Uno studente universitario risponderebbe che gli è stata tolta la movida, le lunghe passeggiate notturne per scaricare l’ansia dell’attesa, in vista di un esame. Risponderebbe che gli è stato tolto il primo contatto con i colleghi, l’imbarazzo dei primi saluti, il rossore nel presentarsi a sconosciuti e delineare in quei primi istanti i possibili amici che ti porti per la vita.
Risponderebbe che gli è stata tolta la sveglia all’alba per arrivare in facoltà, la colazione flash con latte e cereali, il trucco, il “parrucco”, una spruzzata di profumo; gli è stata tolta la colazione con cornetto o il cornetto dell’una di notte, quello caldo appena sfornato dopo una serata underground con i colleghi per le vie di Palermo.
Gli è stata tolta la festa a sorpresa della mezzanotte, l’ultima candelina spenta, gli applausi e il chiasso di un pre-serata, di un concerto in piazza, di una istantanea appesa al muro, che lega tutti in un abbraccio.

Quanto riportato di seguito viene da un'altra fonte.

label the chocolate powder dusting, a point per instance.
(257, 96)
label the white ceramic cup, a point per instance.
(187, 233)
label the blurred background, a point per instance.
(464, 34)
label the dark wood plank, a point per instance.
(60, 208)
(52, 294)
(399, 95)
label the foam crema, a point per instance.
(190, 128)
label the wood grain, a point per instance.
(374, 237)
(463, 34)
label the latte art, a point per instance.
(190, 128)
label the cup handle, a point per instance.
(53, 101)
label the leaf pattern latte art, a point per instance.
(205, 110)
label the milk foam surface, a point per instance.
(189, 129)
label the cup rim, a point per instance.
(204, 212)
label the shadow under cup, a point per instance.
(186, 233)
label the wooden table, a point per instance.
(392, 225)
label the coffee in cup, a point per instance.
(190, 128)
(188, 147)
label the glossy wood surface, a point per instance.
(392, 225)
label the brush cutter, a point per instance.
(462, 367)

Un’insegnante potrebbe rispondere che il covid gli ha tolto il caos. Quel perfetto disordine che fa di una classe, la propria classe. Quell’odore di chiuso una volta aperta la porta dell’aula a fine lezione; gli è stata tolta la polvere del gessetto sui vestiti, che adesso candidi stanno immobili appesi, in attesa di adornare di nuovo il corpo; gli è stata tolta la gita fuori porta, i giochi in cui ci si sfiora senza paura, gli sguardi pieni di curiosità e non svuotati dalla diffidenza, quel velo sottile di polvere che la luce del fresco mattino lasciava intravedere sulla cattedra. Gli è stata tolta la recita natalizia, i preparativi buffi, quelli spontanei, la cena con i colleghi, gli schiamazzi nei corridoi.

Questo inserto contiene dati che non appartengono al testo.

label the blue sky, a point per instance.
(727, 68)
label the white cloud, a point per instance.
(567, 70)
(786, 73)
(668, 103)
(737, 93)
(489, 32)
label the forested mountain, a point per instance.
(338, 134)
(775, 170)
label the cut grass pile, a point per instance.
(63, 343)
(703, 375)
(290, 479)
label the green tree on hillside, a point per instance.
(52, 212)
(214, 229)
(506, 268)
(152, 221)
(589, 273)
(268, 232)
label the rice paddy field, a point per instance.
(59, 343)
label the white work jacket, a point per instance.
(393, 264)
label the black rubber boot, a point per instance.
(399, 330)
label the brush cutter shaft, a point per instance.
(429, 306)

Una mamma, un papà risponderebbero che gli è stata tolta la possibilità di riabbracciare il figlio che per studio o lavoro è al nord. Gli è stata tolta quella probabilità piccola ma alquanto preziosa di poterlo riavere per le festività prossime, di poterlo festeggiare con amici e parenti, di accoglierlo e lodarne i suoi successi in mezzo alla gente, come in mezzo alla gente si era costruito. A loro è stata tolta la possibilità di programmare il pranzo della domenica o la pizza del sabato sera, in compagnia stavolta di nessuno; gli è stata tolta la rabbia per aver fatto tardi la sera, l’intolleranza, la paura di un telefono che squilla a vuoto tra i locali nella notte
A tutti è stato tolto un pezzetto di quello che avevamo, di quello che eravamo… cose futili, apparentemente, che adornavano le nostre vite di routine. Ma adesso, adesso che il Covid ce le ha tolte, adesso, ne desideriamo quasi l’essenza, desideriamo quel pezzetto di normalità senza la quale ci sentiamo spesso svuotati!
Speriamo soltanto che quando riusciremo a riappropriarci della nostra normalità, sapremo davvero apprezzarne la sua straordinarietà.